O laço negro que usou tornou-se viral. A imprensa britânica, que já o tinha procurado após a vitória na estreia, voltou a rodeá-lo no final. No Court 5, as câmaras focaram-se mais no símbolo do que no resultado, e os ‘flashes’, normalmente reservados para os grandes nomes, iluminaram este momento com respeito e curiosidade.

A sua imagem — discreta, serena, vestida de branco e com o laço negro — atravessou fronteiras e foi partilhada por adeptos de várias modalidades. Porque há gestos que, ainda que silenciosos, dizem tudo.

Regresso a casa, olhos no futuro

Terminada a aventura em Wimbledon, Cabral regressa agora ao Porto. No entanto, a pausa será breve. A agenda já aponta para o regresso aos torneios em terra batida, com presença prevista nos ATP 250 de Bastad (Suécia) e Gstaad (Suíça), dois eventos que exigem rápida readaptação ao piso e ao estilo de jogo.

A ambição, contudo, não fica por aí. O objetivo seguinte será tentar entrar nos prestigiados ATP Masters 1000 de Toronto e Cincinnati, já em piso rápido, nos Estados Unidos. 

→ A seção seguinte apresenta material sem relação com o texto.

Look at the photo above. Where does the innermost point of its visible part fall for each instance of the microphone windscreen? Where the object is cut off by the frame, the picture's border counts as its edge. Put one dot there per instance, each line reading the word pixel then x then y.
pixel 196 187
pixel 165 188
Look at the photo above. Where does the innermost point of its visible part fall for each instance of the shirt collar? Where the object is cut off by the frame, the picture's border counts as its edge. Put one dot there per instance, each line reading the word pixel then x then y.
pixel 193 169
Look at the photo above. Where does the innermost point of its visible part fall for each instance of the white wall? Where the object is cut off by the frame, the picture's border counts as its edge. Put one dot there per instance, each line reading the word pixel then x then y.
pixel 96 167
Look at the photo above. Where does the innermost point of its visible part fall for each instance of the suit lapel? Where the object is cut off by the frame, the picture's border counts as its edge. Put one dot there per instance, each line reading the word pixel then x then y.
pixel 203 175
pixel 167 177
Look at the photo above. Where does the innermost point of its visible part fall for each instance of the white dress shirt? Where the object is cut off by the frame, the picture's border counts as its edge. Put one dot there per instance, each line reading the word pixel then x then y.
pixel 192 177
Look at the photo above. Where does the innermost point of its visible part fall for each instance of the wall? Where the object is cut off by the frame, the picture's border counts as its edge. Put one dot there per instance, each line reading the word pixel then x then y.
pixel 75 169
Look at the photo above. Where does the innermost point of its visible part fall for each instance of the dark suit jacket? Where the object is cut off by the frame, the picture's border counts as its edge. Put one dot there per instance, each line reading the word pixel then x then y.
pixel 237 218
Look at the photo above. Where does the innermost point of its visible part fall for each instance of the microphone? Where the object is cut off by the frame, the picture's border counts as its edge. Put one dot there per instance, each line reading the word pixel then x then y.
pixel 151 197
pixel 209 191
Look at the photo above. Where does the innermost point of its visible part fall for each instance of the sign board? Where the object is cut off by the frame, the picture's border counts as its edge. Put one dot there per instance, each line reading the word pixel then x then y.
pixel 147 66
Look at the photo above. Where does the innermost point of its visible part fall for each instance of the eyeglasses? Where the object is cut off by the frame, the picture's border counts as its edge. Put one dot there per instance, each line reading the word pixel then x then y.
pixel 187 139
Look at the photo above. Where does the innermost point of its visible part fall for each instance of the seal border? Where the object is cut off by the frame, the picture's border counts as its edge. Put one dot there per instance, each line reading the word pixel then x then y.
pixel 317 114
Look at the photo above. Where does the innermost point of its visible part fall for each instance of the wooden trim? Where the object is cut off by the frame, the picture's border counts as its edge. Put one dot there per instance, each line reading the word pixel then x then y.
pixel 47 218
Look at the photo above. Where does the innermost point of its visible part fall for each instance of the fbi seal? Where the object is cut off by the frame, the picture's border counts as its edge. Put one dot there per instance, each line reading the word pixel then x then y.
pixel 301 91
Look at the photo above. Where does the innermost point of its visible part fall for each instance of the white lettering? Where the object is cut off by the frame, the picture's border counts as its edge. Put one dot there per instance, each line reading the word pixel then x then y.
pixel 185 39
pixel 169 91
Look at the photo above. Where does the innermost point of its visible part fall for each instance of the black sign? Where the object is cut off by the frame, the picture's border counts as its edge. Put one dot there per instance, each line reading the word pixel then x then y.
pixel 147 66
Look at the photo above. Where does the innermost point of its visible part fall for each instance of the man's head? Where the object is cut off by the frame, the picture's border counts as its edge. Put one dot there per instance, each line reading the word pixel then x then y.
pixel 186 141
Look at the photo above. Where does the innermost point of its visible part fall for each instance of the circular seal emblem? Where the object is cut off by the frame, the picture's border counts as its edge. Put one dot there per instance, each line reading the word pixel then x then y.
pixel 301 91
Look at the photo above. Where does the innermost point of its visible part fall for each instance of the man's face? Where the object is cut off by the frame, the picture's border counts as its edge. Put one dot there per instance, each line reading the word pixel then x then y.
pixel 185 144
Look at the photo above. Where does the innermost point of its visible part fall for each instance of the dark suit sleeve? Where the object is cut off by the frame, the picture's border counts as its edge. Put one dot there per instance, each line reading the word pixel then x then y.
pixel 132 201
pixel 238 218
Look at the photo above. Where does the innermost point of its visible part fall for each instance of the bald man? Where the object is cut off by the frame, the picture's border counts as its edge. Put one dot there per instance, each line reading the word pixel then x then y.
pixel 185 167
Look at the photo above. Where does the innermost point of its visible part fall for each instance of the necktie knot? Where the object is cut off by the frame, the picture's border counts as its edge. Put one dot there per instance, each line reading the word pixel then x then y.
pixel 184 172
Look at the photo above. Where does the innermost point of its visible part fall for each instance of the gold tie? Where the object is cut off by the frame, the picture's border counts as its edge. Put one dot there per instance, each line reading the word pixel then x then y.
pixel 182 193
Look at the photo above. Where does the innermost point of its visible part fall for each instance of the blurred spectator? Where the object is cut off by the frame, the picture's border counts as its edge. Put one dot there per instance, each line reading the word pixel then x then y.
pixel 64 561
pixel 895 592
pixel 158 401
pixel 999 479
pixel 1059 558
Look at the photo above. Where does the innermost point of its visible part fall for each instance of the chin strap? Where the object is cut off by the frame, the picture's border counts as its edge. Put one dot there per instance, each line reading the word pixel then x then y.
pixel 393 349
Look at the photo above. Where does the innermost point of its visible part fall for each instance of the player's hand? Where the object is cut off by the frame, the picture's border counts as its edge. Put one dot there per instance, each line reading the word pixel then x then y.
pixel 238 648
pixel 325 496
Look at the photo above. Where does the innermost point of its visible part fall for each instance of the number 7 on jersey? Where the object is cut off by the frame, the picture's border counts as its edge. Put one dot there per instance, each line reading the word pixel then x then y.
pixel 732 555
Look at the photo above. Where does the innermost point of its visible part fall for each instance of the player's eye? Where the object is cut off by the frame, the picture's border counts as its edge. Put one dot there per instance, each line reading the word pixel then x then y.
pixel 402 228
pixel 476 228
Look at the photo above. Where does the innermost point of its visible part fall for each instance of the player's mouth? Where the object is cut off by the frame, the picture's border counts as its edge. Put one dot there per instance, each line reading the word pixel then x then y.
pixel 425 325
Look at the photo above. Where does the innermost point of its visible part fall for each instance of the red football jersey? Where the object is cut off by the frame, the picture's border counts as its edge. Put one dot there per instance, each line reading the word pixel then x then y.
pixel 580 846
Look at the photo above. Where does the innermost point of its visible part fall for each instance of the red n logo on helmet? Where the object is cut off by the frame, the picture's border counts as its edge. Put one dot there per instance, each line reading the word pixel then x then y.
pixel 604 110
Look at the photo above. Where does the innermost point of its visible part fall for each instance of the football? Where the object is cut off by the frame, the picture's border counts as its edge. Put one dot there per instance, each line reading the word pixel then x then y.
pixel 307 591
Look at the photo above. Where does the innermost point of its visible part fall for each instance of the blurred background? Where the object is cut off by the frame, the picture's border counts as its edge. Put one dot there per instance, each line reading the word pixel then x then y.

“Tentaremos entrar, mas não será fácil. Provavelmente ficaremos alguns lugares fora. Para já, a ideia é viajar e tentar entrar como alternate”.

O calendário é exigente, o circuito é competitivo, mas Cabral mostra-se pronto para continuar a lutar por lugares mais altos. Entre derrotas apertadas e homenagens sentidas, constrói-se uma carreira que vai além dos resultados.

A última palavra

Em Wimbledon, Cabral não levantou um troféu. Não avançou às fases finais. Nem foi manchete pelos feitos desportivos. Mas ganhou algo que o ‘ranking’ não mede: o respeito de quem o viu homenagear um compatriota falecido com a sobriedade e elegância que poucos conseguem manter em momentos tão delicados.

O ténis é feito de pontos, ‘sets’ e partidas, mas também de memórias, gestos e presenças. E, neste ano, em Wimbledon, entre milhares de histórias, uma delas ficou marcada por um laço negro e o coração de um tenista português.